Allow me an attempt to explain. First of all we need to start with a basic introduction to the game of cricket and define a few terms (from CricInfo):
Cricket is a team sport for two teams of eleven players each. Although the game play and rules are very different, the basic concept of cricket is similar to that of baseball. Teams bat in successive innings and attempt to score runs, while the opposing team fields and attempts to bring an end to the batting team’s innings. All eleven players of the fielding team go out to field, two players of the batting team go out to bat. The remainder of the batting team wait off the field for their turn to bat. In baseball terms, a bowler is the pitcher and a batsman is the hitter.
On to the article:
The Yorkshireman Len Hutton was so eager to let loose Frank ‘Typhoon’ Tyson upon the Australians…
The article is tells the story of a 1950s cricket match between England and Australia. Yorkshire is a county in England, reknowned for its cricket players. Frank Tyson was a fast, powerful bowler (hence his nickname).
...that he inserted them on a lifeless pitch…
Before a match, whichever captain wins the toss of a coin decides whose teams should bat first (a critical decision, based on weather forecasts and ground conditions, which dramatically affect the final outcome). In this case Hutton won the toss and made Australia bat first.
A lifeless pitch is generally considered one where the ball doesn’t bounce or turn well. It should be noted that bowlers make it more difficult for the batsman by bouncing the ball off the ground in front of the batsman. By spinning the ball, bowlers get it to change direction on bounce. This change in direction is called turn, and is an equivalent ploy to a curve ball in baseball.
...and watched in dismay as Arthur Morris and Neil Harvey hit centuries…
Morris and Harvey were two Australian batsmen. A batsman is said to have hit a century when he has scored 100 runs.
...and Australia rattled up 601 for eight…
The Australian batsmen got a total of 601 runs (that’s an awful lot), with 8 batsman getting out.

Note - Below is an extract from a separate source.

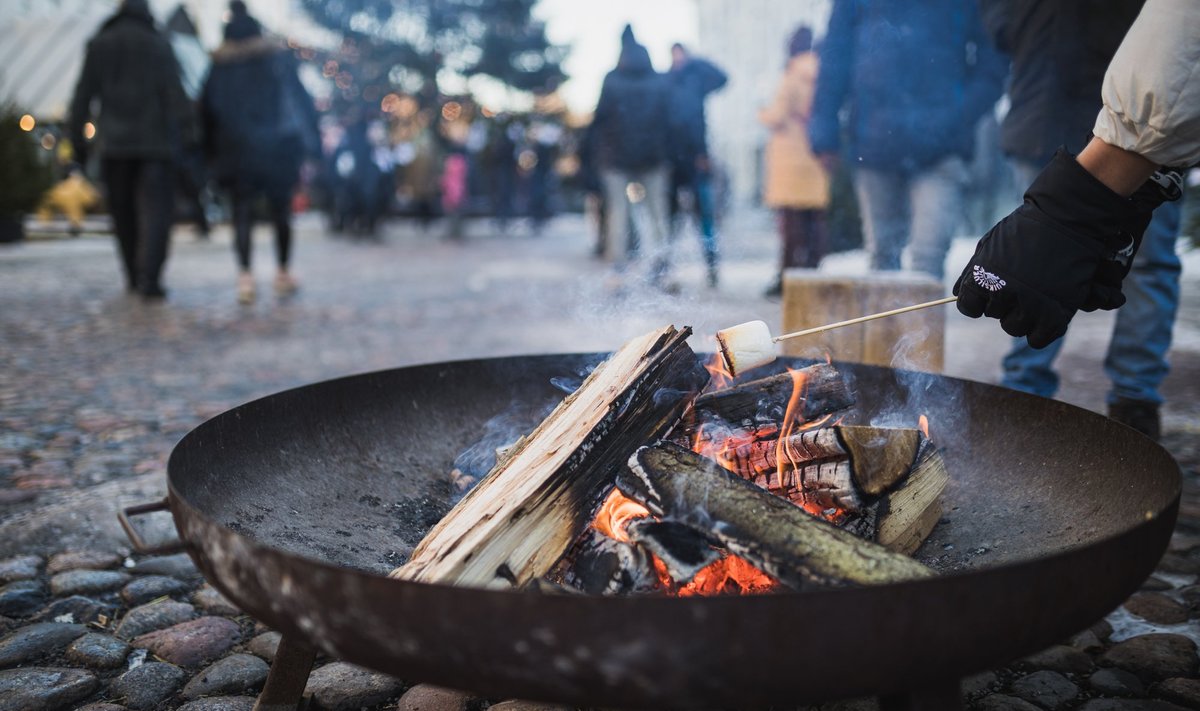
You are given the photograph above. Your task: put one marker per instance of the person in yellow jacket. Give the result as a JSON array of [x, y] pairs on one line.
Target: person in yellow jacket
[[72, 197], [796, 183]]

...England lost by an innings…
During a match such as this (played over a maximum of five days), each team can bat twice, where each turn batting is called an innings. The runs scored in each innings are combined to make a total – whoever has the highest total wins the match (it’s not quite that simple, but we’ll leave it there). For England to lose the match by an innings meant that Australia only needed to bat once to get more runs than England’s two innings put together. Humiliating indeed.
...but Hutton had the last laugh. Tyson ruled from then on and England won the Ashes.

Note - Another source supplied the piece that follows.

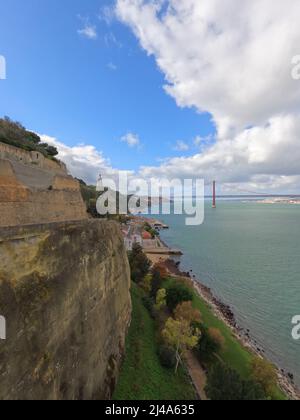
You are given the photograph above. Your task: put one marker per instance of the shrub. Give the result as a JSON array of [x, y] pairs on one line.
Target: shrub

Every two years, England and Australia play a five match series for a trophy called the Ashes. A team wins the Ashes by winning the series, that is to say by winning more of the five matches. (Note that an international cricket match is actually called a test.)

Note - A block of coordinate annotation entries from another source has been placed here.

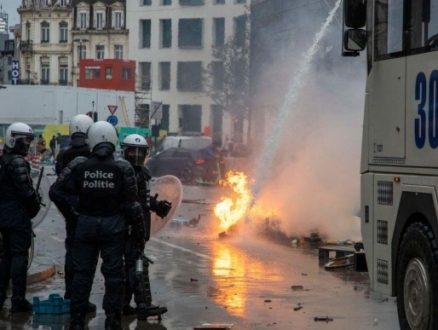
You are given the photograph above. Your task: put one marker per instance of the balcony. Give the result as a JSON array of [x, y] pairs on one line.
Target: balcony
[[26, 45], [191, 2]]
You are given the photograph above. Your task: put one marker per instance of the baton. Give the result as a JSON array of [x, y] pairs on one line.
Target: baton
[[40, 177]]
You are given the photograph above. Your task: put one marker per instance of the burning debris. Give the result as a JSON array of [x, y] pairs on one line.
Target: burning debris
[[184, 222], [231, 210]]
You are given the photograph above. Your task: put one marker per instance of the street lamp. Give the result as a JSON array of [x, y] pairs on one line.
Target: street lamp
[[80, 41]]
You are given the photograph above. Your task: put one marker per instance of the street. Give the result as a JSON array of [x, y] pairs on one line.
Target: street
[[243, 280]]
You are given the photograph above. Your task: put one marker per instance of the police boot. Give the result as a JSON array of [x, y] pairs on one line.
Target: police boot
[[127, 309], [143, 311], [20, 304], [113, 322], [77, 321], [91, 308]]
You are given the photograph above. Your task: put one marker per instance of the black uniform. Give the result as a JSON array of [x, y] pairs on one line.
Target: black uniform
[[78, 148], [19, 203], [141, 286], [107, 193]]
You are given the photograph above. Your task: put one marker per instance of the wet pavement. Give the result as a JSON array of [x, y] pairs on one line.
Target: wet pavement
[[244, 281]]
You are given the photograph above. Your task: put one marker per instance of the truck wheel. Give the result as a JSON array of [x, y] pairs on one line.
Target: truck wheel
[[417, 279]]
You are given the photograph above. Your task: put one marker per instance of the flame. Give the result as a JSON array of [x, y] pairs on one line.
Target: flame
[[230, 211]]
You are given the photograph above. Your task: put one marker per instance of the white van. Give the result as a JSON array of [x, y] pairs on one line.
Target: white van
[[188, 142]]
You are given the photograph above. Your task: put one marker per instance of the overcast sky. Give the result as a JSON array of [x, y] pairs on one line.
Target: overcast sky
[[10, 7]]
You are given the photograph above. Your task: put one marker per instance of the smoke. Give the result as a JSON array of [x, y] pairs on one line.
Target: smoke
[[313, 181]]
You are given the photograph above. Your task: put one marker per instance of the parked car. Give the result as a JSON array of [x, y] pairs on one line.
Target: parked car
[[188, 165], [187, 142]]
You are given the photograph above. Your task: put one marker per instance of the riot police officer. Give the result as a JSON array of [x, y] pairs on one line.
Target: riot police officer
[[78, 147], [19, 204], [135, 149], [107, 194]]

The Ashes is actually being played for at the moment. At the time of writing, Australia are 1–0 up in the series, having crushed England in Brisbane.
I’d love to know if that was any help or merely served to muddy the waters further. For more cricket info see CricInfo’s Explanation of Cricket. By the way, a googly is a particular way of bowling, as used to devasting effect by Shane Warne a couple of days ago, in the afore-mentioned Australian win over England.